Samedi Samedi 10 janvier 2009



 

Vendredi Vendredi 4 août 2006

C’est sûrement un achat que nous pourrions être amenés à regretter cet hiver, quand la bise..., mais voilà Anne n’a pas eu à insister beaucoup pour que j’accepte de remplacer mon petit coolpix 5000 en rideau par un appareil réflexe numérique. Et celui qui me tentait le plus n’était pas le moins onéreux, mais il avait cet avantage insigne de permettre de monter sur le boîtier mes vieilles optiques du temps de la photographie argentique, lesquelles, six d’entre elles tout de même, dont le 55m/m macro, une merveille, sommeillaient depuis presque un lustre sans connaître grand usage.

J’ai passé la soirée à éplucher le mode d’emploi, long d’une petite centaine de pages, et miracle — ou, je crois bien que je parle cette langue — ce bolide noir me tombe naturellement dans les mains, c’est une drôle de sensation que de devoir river à nouveau son oeil dans le viseur, de soutenir l’ojectif de la main gauche, faire la mise au point à la main — tout un monde qui s’ouvre à nouveau — et déclencher la main autour de ce qui était autrefois la poignée du moteur et qui n’est plus qu’un renflement factice, désormais grosse poignée sans doute gavée d’électronique.
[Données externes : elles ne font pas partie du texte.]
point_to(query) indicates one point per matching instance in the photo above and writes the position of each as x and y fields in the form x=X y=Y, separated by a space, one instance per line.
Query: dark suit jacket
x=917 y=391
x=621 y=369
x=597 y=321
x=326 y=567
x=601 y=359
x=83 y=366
Et quand je décharge vers une heure du matin toutes les photographies prises avec cette belle mécanique, je souris que ce sont là typiquement toutes les photographies que l’on fait avec un nouvel appareil, ne manque plus, dans les miennes, que la photographie de l’emballage de l’appareil.

La surprise aussi de retrouver une homothétie calquée sur celle du 24X36. Et qui devrait poser quelques problèmes d’adaptation des images à venir dans les scripts du site qui eux étaient prévus pour des images dans un rapport de 4-3 — que j’aimais bien d’ailleurs.

 

Jeudi Jeudi 8 mai 2008



Dans le bois de Vincennes, où je l’emmène faire du vélo, Nathan ne décolle pas des petits cours d’eau dans lesquels il trempe sa petite épuisette, avec laquelle il ne pêche, selon ses propres paroles, que des "cochonneries", il pourrait y passer des heures, habité par je ne sais quelle rêverie, plus sûrement réfugié dans une de ses attitudes autistiques, l’eau qui coule, et pourquoi faudrait-il le harponner systématiquement de ces enfermements-là, n’a-t-il pas droit de temps en temps à un peu de paix ? Aujourd’hui, je crois que j’ai choisi, comme au retour des Cévennes, de lui laisser un peu la bribe sur le cou, à moi aussi un peu de calme cela ne peut pas faire de mal, je suis allongé dans l’herbe et je relis les Quelques prières à réciter d’urgence en cas de fin des temps de L.L. de Mars, pendant que Nathan filtre le cours d’eau voisin avec son épuisette d’une trentaine de centimètres-carrés.

Je me souviens de cette discussion avec le neuro-pédiatre il y a quelques temps, qui nous expliquait que lors d’une réunion avec des autistes Asperger — la partie haute du handicap de l’autisme — adultes et ayant traversé toutes sortes de thérapies et de méthodes éducatives en tant que victimes, ce que ces adultes avaient à dire, c’était, sans détour, "laissez-nous tranquilles", ce que l’on ne peut pas faire tout le temps ou alors c’est l’enfermement à vie, mais une fois de temps en temps est-ce si grave ?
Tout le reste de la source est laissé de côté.